Dynamic System Diversification for Securing Cloud-based IoT Subnetworks
Remote exploitation attacks use software vulnerabilities to penetrate
through a network of Internet of Things (IoT) devices.
This work addresses defending against remote exploitation attacks on
vulnerable IoT devices. As an attack mitigation strategy,
we assume it is not possible to fix all the vulnerabilities and propose
to diversify the open-source software used to manage IoT devices.
Our approach is to deploy dynamic cloud-based virtual machine proxies
for physical IoT devices.
Our architecture leverages virtual machine proxies with diverse
software configurations to mitigate vulnerable and static software
configurations on physical devices.

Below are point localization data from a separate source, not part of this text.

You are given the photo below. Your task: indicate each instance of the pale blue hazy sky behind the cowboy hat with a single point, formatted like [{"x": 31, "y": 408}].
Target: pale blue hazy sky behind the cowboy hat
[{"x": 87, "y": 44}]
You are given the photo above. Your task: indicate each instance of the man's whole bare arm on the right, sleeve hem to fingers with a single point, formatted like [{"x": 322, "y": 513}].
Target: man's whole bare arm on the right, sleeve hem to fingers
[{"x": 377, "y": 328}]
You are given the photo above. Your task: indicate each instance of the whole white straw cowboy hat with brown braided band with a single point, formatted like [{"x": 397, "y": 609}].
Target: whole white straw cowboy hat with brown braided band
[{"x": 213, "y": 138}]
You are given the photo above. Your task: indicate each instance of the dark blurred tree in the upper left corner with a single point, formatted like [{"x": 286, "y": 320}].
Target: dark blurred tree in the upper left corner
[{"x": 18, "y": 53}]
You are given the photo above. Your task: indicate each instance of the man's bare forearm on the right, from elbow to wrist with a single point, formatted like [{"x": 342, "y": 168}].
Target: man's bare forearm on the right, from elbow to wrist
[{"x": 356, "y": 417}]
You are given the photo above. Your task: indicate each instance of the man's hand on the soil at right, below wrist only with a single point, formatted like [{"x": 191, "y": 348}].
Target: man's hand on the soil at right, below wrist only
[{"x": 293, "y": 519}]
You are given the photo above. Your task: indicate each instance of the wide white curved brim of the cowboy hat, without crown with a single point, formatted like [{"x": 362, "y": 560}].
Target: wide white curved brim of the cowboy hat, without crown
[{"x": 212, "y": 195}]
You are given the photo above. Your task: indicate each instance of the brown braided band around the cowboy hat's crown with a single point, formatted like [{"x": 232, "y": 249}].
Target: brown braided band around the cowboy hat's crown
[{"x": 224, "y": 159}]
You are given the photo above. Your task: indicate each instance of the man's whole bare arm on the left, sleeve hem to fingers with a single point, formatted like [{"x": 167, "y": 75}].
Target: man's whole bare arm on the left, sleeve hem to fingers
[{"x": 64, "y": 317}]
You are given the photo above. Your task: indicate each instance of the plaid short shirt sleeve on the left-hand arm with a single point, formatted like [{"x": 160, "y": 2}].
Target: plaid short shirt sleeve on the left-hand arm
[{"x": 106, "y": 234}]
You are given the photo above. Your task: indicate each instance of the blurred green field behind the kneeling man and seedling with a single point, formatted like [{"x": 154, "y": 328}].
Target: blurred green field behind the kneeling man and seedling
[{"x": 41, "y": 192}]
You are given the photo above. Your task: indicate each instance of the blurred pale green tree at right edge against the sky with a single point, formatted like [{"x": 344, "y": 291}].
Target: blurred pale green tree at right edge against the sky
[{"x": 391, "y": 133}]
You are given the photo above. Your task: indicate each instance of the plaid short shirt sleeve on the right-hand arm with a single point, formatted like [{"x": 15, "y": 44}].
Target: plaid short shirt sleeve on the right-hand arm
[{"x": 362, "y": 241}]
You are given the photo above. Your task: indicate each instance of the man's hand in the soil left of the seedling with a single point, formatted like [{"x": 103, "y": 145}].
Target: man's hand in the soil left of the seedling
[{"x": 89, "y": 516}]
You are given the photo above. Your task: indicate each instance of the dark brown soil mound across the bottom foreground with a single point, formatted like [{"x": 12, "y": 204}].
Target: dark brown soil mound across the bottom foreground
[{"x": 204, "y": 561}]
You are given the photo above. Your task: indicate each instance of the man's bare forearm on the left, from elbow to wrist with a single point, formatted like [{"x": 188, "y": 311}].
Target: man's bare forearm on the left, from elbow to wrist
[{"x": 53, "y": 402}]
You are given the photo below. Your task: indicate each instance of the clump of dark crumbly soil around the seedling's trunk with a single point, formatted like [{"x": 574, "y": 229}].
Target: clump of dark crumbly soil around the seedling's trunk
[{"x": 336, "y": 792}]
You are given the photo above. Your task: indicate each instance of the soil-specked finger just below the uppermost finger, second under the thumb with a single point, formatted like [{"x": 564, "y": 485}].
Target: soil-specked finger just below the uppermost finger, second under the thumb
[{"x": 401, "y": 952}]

We develop an algorithm for
selecting new configurations based on network anomaly detection
signals to learn vulnerable software configurations on IoT devices,
automatically shifting towards more secure configurations.
Cloud-based proxy machines mediate requests between application
clients and vulnerable IoT devices, facilitating a dynamic diversification system.
We report on simulation experiments to evaluate the dynamic system.
Two models of powerful adversaries are introduced and simulated against
the diversified defense strategy.
Our experiments show that a dynamically diversified IoT architecture can
be invulnerable to large classes of attacks that would succeed against
a static architecture.
Almohri, H. M. J., Watson, L. T., Evans, D., and Billups, S. “Dynamic System Diversification for Securing Cloud-based IoT Subnetworks.” ACM Transactions on Autonomous and Adaptive Systems, vol. 17, no. 1–2, 2022, Article 2, pp. 1–23.